Me levanté y empecé a caminar hacia la barrera. Iba en la mitad de la hilera de autos cuando algo (no sé, un presentimiento, los otros vendedores que miraban inquietos) me hizo darme vuelta. Al tiro conocí el gesto del Chago de antes de la pelea, la tensión del camarín, y volví corriendo.

Estaba frente a un auto blanco grande, nuevecito, con la caja de plumavit echada atrás, colgada de la correa, discutiendo con el chofer. Adentro del auto una mujer joven lloraba, con la cara entre las manos.

-¡Bájate, desgraciado, bájate -gritaba el Chago- que delante mío nunca, pero jamás nunca!

Traté de calmarlo.

-Déjeme, Negrito, déjeme, que a este desgraciado hay que enseñarle buenos modales.

El del auto ya se iba bajando y era, por lo menos, un mediopesado. Andaría por los treinta años y se notaba que estaba en buen estado físico. El Chago había sido mosca (de los estilistas, bailarines) aunque ahora, con los años y la falta de entrenamiento, andaría por el gallo. Mucha la diferencia, pensé, y traté de convencerlo porque no lo quería ver otra vez en la lona, pero ya estaba dejando el plumavit en el suelo y sacándose la chaqueta blanca.

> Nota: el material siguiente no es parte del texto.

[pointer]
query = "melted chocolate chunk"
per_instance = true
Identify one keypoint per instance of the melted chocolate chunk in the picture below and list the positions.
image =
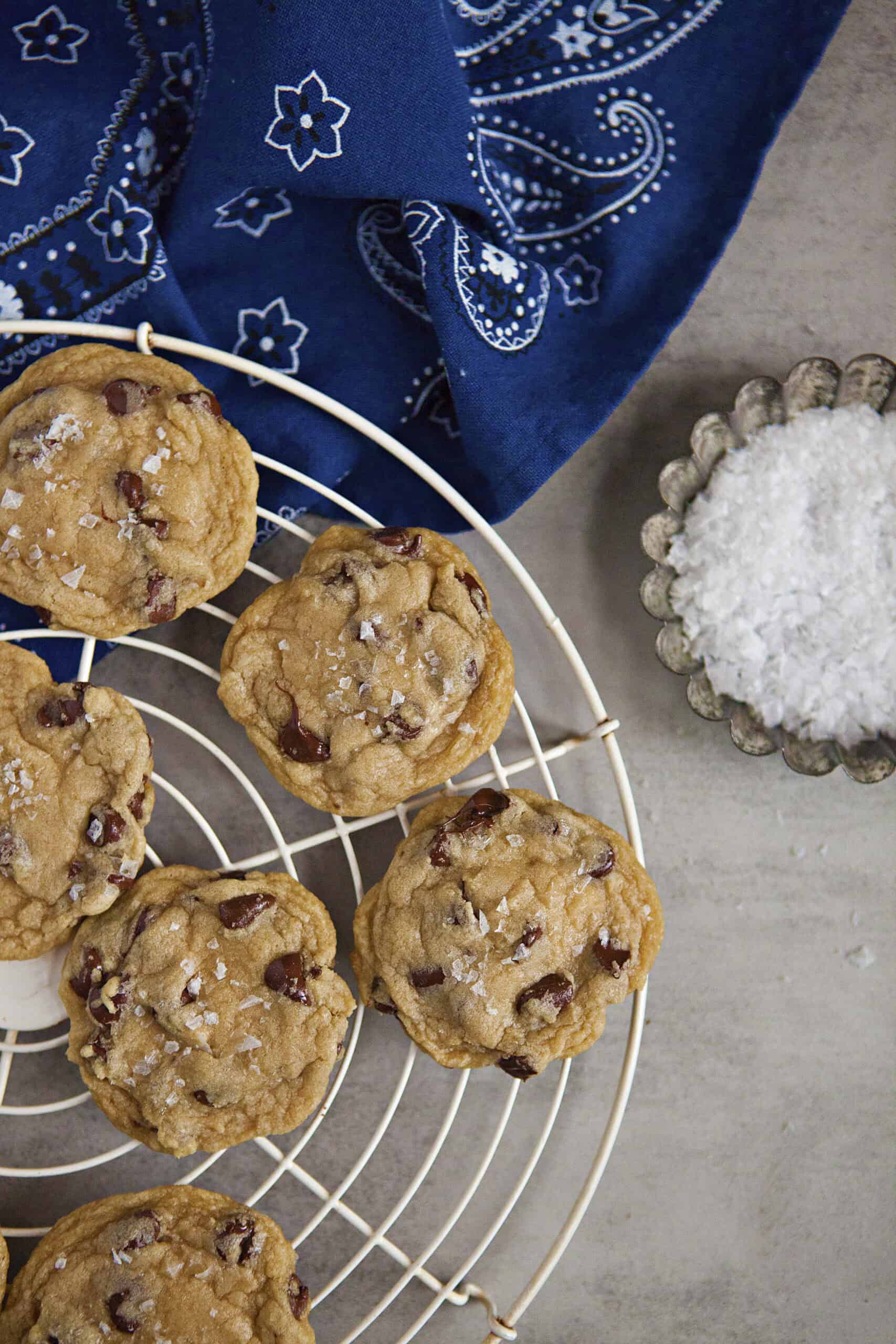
(612, 959)
(400, 728)
(64, 711)
(124, 397)
(205, 400)
(236, 1241)
(479, 811)
(136, 803)
(518, 1066)
(287, 976)
(476, 591)
(297, 742)
(83, 982)
(159, 608)
(299, 1297)
(382, 1004)
(148, 1230)
(399, 541)
(132, 487)
(554, 987)
(113, 827)
(124, 1323)
(239, 911)
(426, 976)
(99, 1010)
(605, 865)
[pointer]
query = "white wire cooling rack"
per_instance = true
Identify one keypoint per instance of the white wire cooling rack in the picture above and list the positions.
(456, 1288)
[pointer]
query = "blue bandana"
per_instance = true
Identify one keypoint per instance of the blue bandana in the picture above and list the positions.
(472, 221)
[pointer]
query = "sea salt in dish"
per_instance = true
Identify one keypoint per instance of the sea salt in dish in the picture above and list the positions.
(786, 574)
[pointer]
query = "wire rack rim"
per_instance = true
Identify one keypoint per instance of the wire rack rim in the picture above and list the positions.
(501, 1327)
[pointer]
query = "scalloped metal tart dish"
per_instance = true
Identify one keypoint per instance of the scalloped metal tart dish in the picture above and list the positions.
(762, 401)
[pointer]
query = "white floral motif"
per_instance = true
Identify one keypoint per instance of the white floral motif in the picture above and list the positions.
(499, 264)
(15, 144)
(123, 229)
(573, 38)
(308, 123)
(10, 301)
(579, 281)
(253, 210)
(267, 335)
(50, 37)
(184, 75)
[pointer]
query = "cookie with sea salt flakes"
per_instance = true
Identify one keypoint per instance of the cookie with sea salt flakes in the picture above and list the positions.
(503, 929)
(125, 496)
(174, 1264)
(205, 1009)
(76, 796)
(375, 673)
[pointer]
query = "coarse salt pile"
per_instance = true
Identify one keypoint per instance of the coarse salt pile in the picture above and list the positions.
(787, 574)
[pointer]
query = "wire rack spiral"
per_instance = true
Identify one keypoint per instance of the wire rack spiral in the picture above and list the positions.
(455, 1288)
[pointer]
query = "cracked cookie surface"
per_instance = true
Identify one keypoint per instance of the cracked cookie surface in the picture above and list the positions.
(125, 498)
(76, 796)
(205, 1010)
(375, 673)
(503, 928)
(163, 1266)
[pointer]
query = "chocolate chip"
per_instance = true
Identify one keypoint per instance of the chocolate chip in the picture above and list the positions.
(112, 827)
(554, 987)
(239, 911)
(160, 608)
(399, 541)
(132, 487)
(426, 976)
(299, 1297)
(612, 959)
(476, 591)
(83, 982)
(99, 1010)
(156, 524)
(518, 1066)
(64, 711)
(136, 803)
(124, 397)
(297, 742)
(605, 865)
(205, 400)
(382, 1004)
(148, 1230)
(400, 728)
(127, 1324)
(287, 976)
(236, 1241)
(479, 811)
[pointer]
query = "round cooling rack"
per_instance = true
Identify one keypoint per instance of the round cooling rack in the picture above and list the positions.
(491, 1139)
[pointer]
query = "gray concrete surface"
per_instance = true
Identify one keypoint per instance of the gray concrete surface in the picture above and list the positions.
(750, 1198)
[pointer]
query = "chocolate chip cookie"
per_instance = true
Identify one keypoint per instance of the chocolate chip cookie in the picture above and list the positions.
(75, 800)
(125, 498)
(375, 673)
(205, 1009)
(167, 1266)
(503, 928)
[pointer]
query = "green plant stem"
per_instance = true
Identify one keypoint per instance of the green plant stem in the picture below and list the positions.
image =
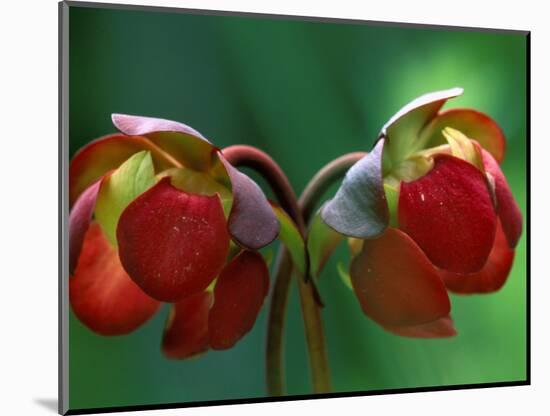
(247, 156)
(310, 198)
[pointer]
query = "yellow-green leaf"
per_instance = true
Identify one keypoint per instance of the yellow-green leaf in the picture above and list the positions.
(121, 187)
(344, 275)
(201, 183)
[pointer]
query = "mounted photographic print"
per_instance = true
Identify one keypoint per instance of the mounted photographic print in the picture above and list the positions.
(265, 208)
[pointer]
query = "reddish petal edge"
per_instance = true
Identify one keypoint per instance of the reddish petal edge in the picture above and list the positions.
(474, 124)
(507, 207)
(491, 277)
(172, 243)
(440, 328)
(449, 213)
(79, 221)
(186, 330)
(396, 284)
(239, 295)
(102, 295)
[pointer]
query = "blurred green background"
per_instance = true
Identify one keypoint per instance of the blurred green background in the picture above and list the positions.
(305, 92)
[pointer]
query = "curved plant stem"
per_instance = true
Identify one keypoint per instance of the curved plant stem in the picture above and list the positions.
(251, 157)
(310, 198)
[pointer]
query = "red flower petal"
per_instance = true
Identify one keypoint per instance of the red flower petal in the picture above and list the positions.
(105, 154)
(493, 275)
(395, 282)
(172, 243)
(186, 332)
(473, 124)
(238, 297)
(450, 215)
(441, 328)
(79, 221)
(102, 295)
(507, 207)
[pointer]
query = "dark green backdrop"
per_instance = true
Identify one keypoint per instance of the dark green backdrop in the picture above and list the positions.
(305, 92)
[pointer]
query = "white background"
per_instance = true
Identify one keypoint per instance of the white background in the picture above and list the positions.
(28, 205)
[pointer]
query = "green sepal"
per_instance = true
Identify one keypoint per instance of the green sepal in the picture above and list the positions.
(122, 186)
(322, 240)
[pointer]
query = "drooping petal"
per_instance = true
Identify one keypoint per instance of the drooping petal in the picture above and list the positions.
(186, 331)
(440, 328)
(450, 215)
(402, 130)
(238, 297)
(105, 154)
(473, 124)
(395, 282)
(79, 221)
(493, 275)
(507, 207)
(359, 208)
(182, 142)
(172, 243)
(102, 295)
(252, 222)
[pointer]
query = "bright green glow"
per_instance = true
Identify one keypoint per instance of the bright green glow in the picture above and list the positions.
(305, 93)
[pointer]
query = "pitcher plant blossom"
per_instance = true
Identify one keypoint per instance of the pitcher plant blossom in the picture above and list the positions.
(427, 211)
(159, 215)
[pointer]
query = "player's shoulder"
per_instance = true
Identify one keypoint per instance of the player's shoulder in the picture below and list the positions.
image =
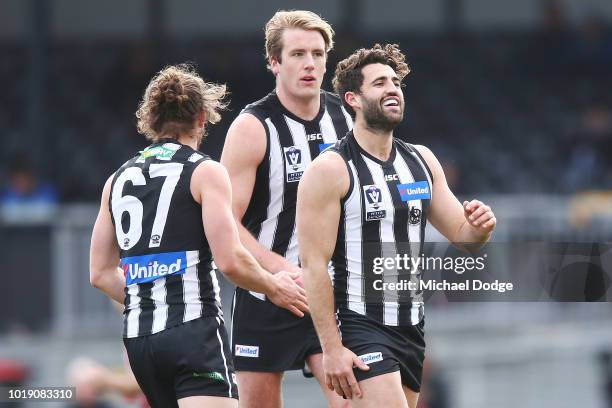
(330, 163)
(342, 148)
(262, 108)
(331, 98)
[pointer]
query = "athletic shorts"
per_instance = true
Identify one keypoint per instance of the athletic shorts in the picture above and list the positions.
(385, 349)
(267, 338)
(191, 359)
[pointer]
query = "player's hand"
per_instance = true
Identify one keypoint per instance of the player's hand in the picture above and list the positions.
(479, 216)
(339, 376)
(287, 294)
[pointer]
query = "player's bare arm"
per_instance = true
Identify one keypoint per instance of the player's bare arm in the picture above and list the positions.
(210, 186)
(318, 216)
(473, 222)
(244, 150)
(104, 271)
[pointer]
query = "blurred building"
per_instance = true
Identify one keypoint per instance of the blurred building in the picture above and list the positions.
(513, 97)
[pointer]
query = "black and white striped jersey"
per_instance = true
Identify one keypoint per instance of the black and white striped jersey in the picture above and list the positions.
(292, 143)
(383, 216)
(164, 253)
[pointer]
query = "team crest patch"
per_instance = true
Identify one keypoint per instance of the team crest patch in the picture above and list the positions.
(247, 351)
(375, 208)
(294, 166)
(414, 191)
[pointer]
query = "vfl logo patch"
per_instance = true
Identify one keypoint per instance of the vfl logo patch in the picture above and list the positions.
(247, 351)
(195, 157)
(293, 164)
(147, 268)
(374, 204)
(163, 152)
(371, 357)
(414, 191)
(324, 146)
(415, 216)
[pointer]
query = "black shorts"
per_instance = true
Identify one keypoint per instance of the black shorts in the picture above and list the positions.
(267, 338)
(385, 349)
(191, 359)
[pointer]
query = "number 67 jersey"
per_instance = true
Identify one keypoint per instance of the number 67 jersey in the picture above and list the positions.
(164, 253)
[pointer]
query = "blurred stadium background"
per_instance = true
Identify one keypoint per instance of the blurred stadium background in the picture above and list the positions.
(513, 96)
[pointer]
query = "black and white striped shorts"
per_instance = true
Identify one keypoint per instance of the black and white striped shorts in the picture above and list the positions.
(191, 359)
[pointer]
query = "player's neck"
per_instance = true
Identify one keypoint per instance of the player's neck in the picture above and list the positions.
(189, 140)
(377, 143)
(303, 108)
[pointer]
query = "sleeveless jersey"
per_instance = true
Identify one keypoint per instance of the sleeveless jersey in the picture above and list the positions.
(164, 253)
(292, 143)
(383, 217)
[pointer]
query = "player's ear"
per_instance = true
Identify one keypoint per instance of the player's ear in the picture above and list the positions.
(274, 65)
(352, 100)
(201, 119)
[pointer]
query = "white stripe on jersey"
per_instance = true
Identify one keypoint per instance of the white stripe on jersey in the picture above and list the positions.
(328, 130)
(191, 288)
(418, 159)
(414, 231)
(133, 306)
(298, 134)
(352, 234)
(160, 314)
(349, 120)
(229, 380)
(387, 238)
(277, 178)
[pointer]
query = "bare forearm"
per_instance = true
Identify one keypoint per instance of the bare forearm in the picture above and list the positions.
(246, 273)
(112, 283)
(472, 236)
(268, 259)
(321, 302)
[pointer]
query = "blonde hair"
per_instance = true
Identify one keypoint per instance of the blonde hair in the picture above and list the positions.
(174, 98)
(306, 20)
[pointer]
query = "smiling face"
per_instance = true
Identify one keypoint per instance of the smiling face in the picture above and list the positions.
(380, 102)
(299, 73)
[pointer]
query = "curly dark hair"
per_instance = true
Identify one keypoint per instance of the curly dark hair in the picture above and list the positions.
(349, 75)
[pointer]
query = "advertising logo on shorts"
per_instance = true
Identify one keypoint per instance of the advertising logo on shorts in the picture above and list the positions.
(374, 203)
(293, 164)
(246, 351)
(371, 357)
(147, 268)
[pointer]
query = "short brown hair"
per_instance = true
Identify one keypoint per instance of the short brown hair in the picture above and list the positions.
(174, 98)
(349, 75)
(306, 20)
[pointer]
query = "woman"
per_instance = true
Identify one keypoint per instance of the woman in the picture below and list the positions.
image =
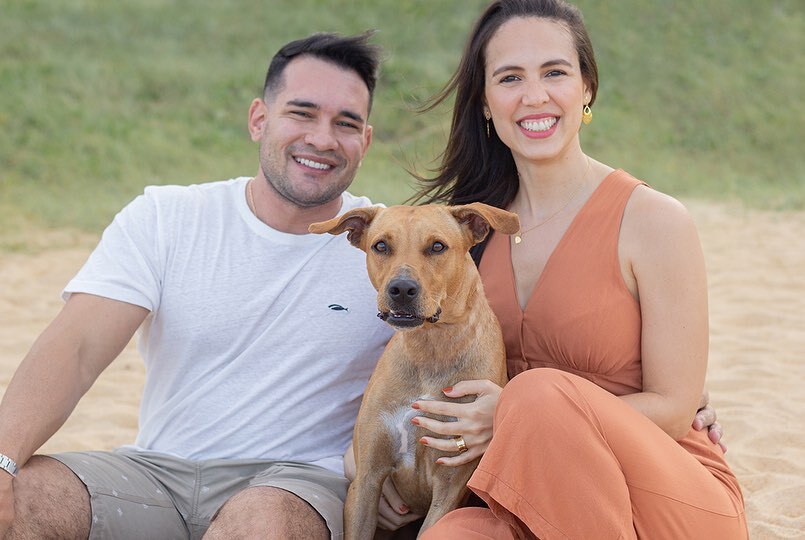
(603, 303)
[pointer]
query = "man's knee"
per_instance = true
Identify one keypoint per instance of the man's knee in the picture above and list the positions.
(49, 502)
(267, 512)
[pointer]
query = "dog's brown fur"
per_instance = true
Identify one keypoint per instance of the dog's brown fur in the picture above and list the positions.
(429, 289)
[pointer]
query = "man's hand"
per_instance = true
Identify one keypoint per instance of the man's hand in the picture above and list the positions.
(706, 418)
(6, 502)
(392, 512)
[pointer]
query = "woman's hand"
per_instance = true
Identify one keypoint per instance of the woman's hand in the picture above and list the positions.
(392, 512)
(473, 420)
(706, 418)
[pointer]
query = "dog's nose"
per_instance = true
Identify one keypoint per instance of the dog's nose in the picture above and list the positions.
(403, 290)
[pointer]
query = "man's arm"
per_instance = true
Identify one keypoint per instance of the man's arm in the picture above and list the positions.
(83, 339)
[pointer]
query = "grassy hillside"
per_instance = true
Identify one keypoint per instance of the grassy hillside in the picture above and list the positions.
(98, 99)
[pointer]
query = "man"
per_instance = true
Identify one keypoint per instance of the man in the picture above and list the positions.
(257, 337)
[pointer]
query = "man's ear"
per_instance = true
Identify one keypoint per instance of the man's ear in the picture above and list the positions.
(478, 217)
(355, 222)
(367, 140)
(258, 114)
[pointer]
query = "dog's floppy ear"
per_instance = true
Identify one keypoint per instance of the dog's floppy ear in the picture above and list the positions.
(478, 217)
(354, 221)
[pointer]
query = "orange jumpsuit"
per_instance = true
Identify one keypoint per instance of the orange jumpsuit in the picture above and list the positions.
(568, 458)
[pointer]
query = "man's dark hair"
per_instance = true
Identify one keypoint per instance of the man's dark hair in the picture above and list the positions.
(354, 53)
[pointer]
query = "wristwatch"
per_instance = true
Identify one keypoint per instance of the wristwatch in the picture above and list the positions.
(8, 465)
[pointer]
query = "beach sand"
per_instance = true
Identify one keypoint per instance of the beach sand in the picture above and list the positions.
(756, 375)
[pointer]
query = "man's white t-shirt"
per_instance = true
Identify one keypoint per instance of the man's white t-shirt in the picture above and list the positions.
(259, 343)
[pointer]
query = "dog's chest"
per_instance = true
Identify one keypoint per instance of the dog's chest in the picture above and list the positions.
(403, 435)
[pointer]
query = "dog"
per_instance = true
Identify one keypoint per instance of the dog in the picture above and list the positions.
(430, 291)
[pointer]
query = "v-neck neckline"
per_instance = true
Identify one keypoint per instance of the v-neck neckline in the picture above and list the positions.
(559, 245)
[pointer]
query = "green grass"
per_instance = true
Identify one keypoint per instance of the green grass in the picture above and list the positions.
(98, 99)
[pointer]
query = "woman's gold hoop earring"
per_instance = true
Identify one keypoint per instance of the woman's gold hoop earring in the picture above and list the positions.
(586, 114)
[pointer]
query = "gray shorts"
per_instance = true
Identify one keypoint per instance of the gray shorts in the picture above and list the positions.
(147, 495)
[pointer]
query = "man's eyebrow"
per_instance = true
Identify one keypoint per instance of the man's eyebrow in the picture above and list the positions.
(558, 61)
(311, 105)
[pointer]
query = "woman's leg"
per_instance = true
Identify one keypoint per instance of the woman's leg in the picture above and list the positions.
(571, 460)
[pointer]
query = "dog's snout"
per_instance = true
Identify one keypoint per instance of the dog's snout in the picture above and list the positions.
(403, 290)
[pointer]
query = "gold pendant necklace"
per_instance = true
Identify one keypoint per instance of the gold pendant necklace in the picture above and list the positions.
(518, 236)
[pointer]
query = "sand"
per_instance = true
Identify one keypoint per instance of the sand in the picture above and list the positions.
(756, 376)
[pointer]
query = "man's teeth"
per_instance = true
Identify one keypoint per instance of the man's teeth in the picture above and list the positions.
(313, 164)
(538, 125)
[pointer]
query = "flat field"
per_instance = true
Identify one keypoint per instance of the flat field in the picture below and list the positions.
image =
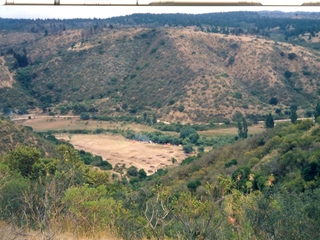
(115, 148)
(118, 150)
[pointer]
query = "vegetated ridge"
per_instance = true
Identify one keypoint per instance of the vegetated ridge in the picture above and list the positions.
(193, 73)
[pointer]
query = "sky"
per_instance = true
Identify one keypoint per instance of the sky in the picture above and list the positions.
(67, 12)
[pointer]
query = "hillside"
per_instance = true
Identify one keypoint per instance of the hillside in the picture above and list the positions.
(263, 187)
(13, 135)
(188, 74)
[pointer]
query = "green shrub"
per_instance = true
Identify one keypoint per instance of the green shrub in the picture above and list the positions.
(230, 163)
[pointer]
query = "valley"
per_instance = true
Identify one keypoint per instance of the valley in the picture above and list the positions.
(161, 126)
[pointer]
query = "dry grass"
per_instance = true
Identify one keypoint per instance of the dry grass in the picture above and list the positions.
(118, 151)
(11, 232)
(45, 123)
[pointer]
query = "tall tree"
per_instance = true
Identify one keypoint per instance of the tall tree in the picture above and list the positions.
(269, 121)
(243, 128)
(317, 111)
(293, 116)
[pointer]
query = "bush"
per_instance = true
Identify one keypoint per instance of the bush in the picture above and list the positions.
(132, 171)
(181, 108)
(292, 56)
(273, 101)
(84, 116)
(192, 185)
(231, 162)
(188, 148)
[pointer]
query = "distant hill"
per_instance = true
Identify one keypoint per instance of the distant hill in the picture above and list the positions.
(13, 135)
(188, 68)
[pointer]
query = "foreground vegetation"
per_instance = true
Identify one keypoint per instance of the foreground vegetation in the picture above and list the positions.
(262, 187)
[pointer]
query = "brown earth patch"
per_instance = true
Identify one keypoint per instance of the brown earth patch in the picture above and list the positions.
(117, 149)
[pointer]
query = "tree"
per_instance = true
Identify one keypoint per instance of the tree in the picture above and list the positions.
(273, 101)
(181, 108)
(317, 111)
(269, 121)
(243, 128)
(22, 160)
(188, 148)
(84, 116)
(293, 116)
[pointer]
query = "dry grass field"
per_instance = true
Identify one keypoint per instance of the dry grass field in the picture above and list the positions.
(118, 151)
(115, 148)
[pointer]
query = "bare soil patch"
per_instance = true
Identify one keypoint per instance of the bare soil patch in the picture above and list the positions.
(45, 123)
(118, 150)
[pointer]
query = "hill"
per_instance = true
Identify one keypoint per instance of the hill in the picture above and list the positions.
(266, 186)
(194, 73)
(13, 135)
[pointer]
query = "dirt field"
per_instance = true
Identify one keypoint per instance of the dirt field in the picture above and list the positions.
(45, 123)
(118, 150)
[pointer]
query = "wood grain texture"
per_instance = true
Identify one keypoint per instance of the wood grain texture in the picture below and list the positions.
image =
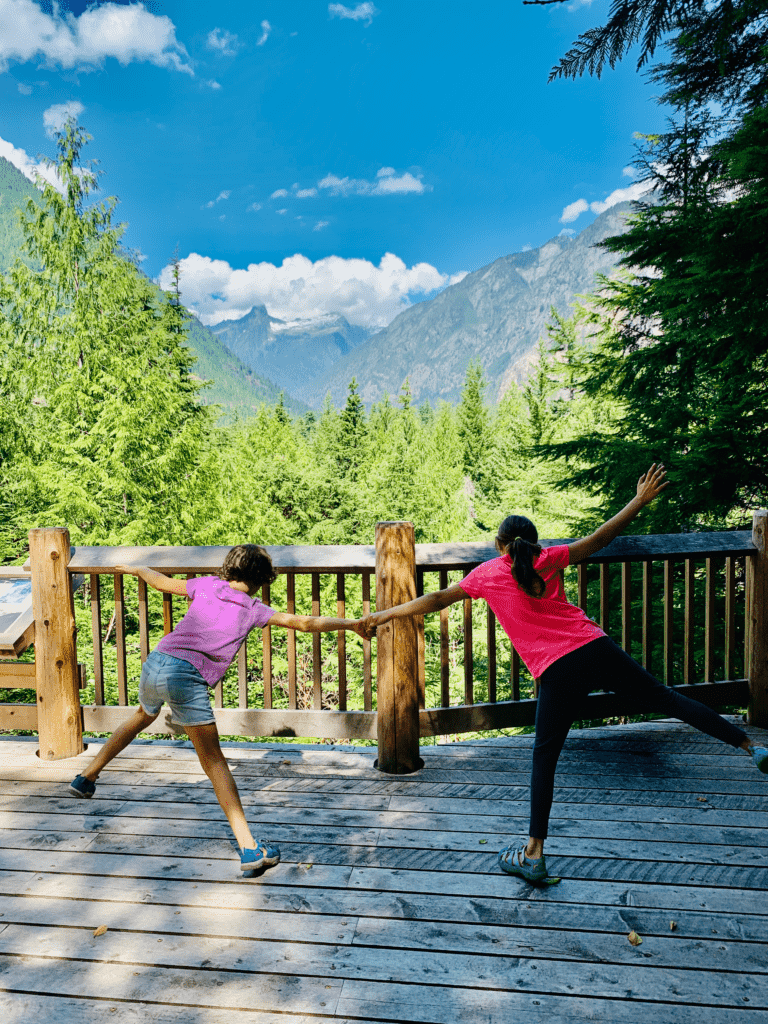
(388, 904)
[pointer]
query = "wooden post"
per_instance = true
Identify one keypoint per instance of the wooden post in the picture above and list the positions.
(56, 675)
(396, 651)
(757, 583)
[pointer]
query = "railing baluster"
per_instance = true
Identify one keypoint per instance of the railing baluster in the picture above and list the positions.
(604, 596)
(167, 613)
(342, 641)
(468, 659)
(120, 640)
(688, 664)
(647, 612)
(669, 605)
(730, 616)
(582, 574)
(627, 606)
(514, 671)
(243, 675)
(316, 651)
(491, 645)
(98, 657)
(291, 609)
(367, 684)
(143, 621)
(444, 665)
(710, 623)
(421, 643)
(266, 652)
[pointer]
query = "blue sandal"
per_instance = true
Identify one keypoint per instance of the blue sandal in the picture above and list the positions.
(760, 757)
(514, 860)
(265, 855)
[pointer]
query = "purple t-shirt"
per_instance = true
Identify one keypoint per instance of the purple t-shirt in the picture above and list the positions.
(215, 625)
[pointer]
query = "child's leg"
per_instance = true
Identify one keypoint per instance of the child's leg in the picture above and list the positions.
(206, 741)
(120, 738)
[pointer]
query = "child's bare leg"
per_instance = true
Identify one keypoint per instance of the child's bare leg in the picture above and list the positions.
(118, 741)
(206, 741)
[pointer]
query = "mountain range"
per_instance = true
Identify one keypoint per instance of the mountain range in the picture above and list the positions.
(496, 314)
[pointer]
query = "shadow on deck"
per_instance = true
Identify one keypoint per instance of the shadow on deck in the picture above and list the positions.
(388, 904)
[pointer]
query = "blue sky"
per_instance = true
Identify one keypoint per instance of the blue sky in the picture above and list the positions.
(320, 156)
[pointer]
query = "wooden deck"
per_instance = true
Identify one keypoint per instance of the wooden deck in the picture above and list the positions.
(388, 904)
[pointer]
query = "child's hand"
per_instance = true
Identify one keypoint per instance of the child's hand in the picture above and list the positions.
(366, 627)
(128, 569)
(651, 483)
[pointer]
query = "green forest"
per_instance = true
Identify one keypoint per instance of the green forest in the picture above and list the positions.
(102, 429)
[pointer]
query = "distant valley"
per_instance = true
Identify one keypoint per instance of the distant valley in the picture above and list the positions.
(496, 313)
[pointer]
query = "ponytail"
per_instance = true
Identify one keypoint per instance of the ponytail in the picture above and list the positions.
(518, 538)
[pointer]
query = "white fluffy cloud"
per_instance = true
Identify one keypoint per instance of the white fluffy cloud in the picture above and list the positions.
(388, 182)
(630, 194)
(56, 116)
(29, 167)
(265, 30)
(223, 41)
(126, 33)
(366, 294)
(363, 12)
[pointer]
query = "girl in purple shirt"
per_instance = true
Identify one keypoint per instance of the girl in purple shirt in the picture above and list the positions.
(195, 655)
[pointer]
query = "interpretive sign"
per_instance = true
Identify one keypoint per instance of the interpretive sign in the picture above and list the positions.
(16, 617)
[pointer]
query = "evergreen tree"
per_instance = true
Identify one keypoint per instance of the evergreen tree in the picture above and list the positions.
(97, 373)
(473, 421)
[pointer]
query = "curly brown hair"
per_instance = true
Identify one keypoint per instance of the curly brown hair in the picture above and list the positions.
(248, 563)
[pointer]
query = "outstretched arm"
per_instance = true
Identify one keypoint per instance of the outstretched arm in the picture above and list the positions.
(649, 486)
(316, 624)
(421, 606)
(166, 585)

"Esta vez no va a tener para qué tirarme la toalla", alcanzó a decirme antes de que el grandote se le viniera al bulto. El Chago no pudo esquivarlo y cayó con el abrazo. Me senté en mi plumavit y empecé a gritarlo: suéltese, Chago, suéltese, distancia, distancia, mientras los dos rodaban por el pavimento y botaban la caja con los helados hasta que en una de ésas el Chago pudo soltarse, pararse y ponerse en guardia. Así, campeón, así, maréelo, báilelo, adelante la izquierda, sigo gritándolo, y veo que el Chago empieza a saltar en la punta de los pies tirando el jab de izquierda y rodeando al grandote que tira gualetazos al aire matando las moscas. Por adentro, campeón, por adentro, y el Chago que esquiva un gualetazo y se mete entremedio de los brazos del ropero con una seguidilla de cortos (salga ahora, salga) y el otro trata de abrazarlo pero ya el campeón está bailando a dos metros, tocándose la nariz con los pulgares y resoplando. Puntee, puntee, y el Chago sigue con su jab de izquierda en la nariz del grandote como en sus mejores tiempos (derecha ahora, derecha) y el suin de derecha que lo remece (es tuyo, es tuyo) y otro jab de izquierda y un derechazo al hígado que hace doblarse al grandote y, cuando va cayendo, viene el gancho (parece que la galería volviera a gritar Dinamita, Dinamita) y el grandote cae más grande todavía y no puedo aguantarme y salto de mi caja y empiezo a contar y todos los vendedores cuentan conmigo (UNO) mientras la mujer sigue llorando y el campeón se acerca al auto (DOS) y le dice que lo disculpe (TRES) pero que él nunca ha permitido (CUATRO) que en su presencia (CINCO) una mujer tan hermosa (SEIS) sea tratada de esa manera (SIETE) y me parece que la mujer sonríe (OCHO) y algo le agradece o parece agradecerle (NUEVE) mientras el Chago se aleja del auto y nos sonríe (¡OUT!) cuando lo aplaudimos y lo abrazo y entre todos lo levantamos en andas, sin importarnos para nada que los helados se estén derritiendo en el pavimento y que el radiopatrullas ya haya llegado y tengamos que dormir en la comisaría y no nos importa que el negocio se haya ido a la cresta porque sabemos que, pase lo que pase, nunca más volveremos a tirar la toalla.